The obvious reason why these feel wrong to me is the placement of `if`:
```
(
(a,b)lt,
a,
b
)if = out
```
The tuple which is being passed to `if` here is confusing unless you already
know that it's going to be passed to `if`. But on your first readthrough you
won't know that till you get to the end, so you'll be in the dark until then.
For more complex programs I'm sure this problem will compound.

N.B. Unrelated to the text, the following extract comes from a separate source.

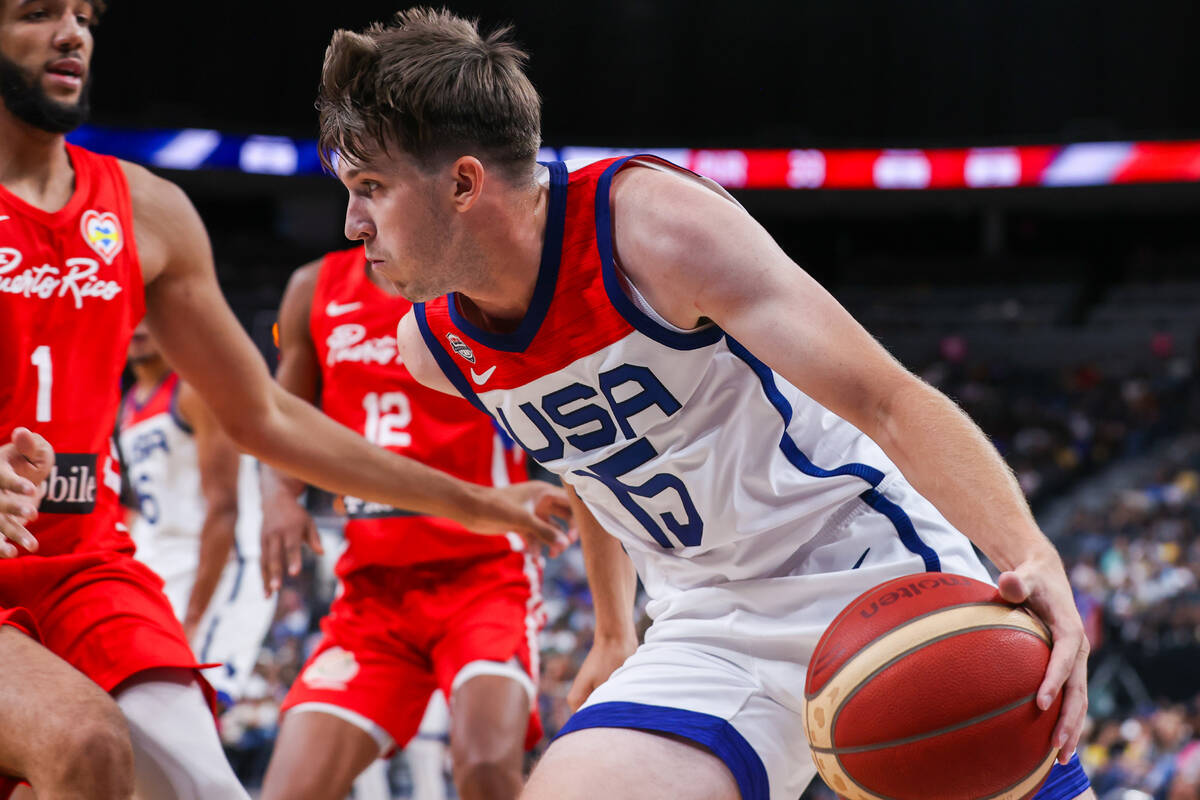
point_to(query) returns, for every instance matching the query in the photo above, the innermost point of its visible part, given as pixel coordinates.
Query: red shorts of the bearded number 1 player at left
(104, 613)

On the other hand, pretty much everything else looks _better_, imo. For example:
```
// copied and slightly modified from the original to make it even more complex
(mapped-seq, ((orig-seq)i)op)append = next-mapped-seq
```
Something like this reads very clearly to me, and requires a lot less mental
backtracking to comprehend. The main difficulty I have is tracking the
parenthesis, but the overall "flow" of data and the order of events is plain to
read.
## Next Steps
The syntax here is not done yet, not by a long shot. If my record with past
posts about ginger (wherein I've "decided" on something and then completely
backtracked in later posts every single time) is any indication then this syntax
won't even look remotely familiar in a very short while. But it's a great
starting point, I think, and raises a lot of good questions.
* Can I make parenthesis chains, a la the last example, more palatable in some
way?
* Should I go with the "backwards" syntax afterall? In a functional style of
programming `if` statements _should_ be in the minority, and so the syntax
which better represents the flow of data in that style might be the way.

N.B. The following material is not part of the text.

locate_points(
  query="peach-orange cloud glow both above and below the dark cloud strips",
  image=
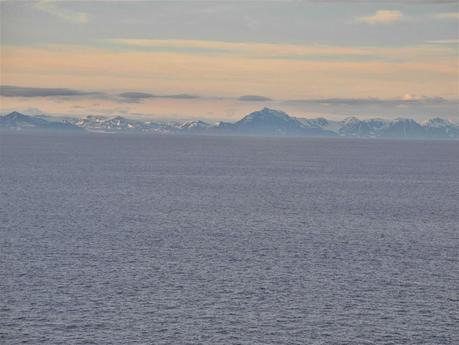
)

* Destructuring of tuples seems to be wanted, as evidenced by all the `a =
0(in)` lines. Should this be reflected in the structure or solely be
syntactical sugar?
* Should the commas be replaced with any whitespace (and make commas count as
whitespace, as clojure has done)? If this is possible then I think they should
be, but I won't know for sure until I begin implementing the parser.
And, surely, many more! I've felt a bit lost with ginger for a _long_ time, but
seeing a real, usable syntax emerge has really invigorated me, and I'll be
tackling it again in earnest soon (fingers crossed).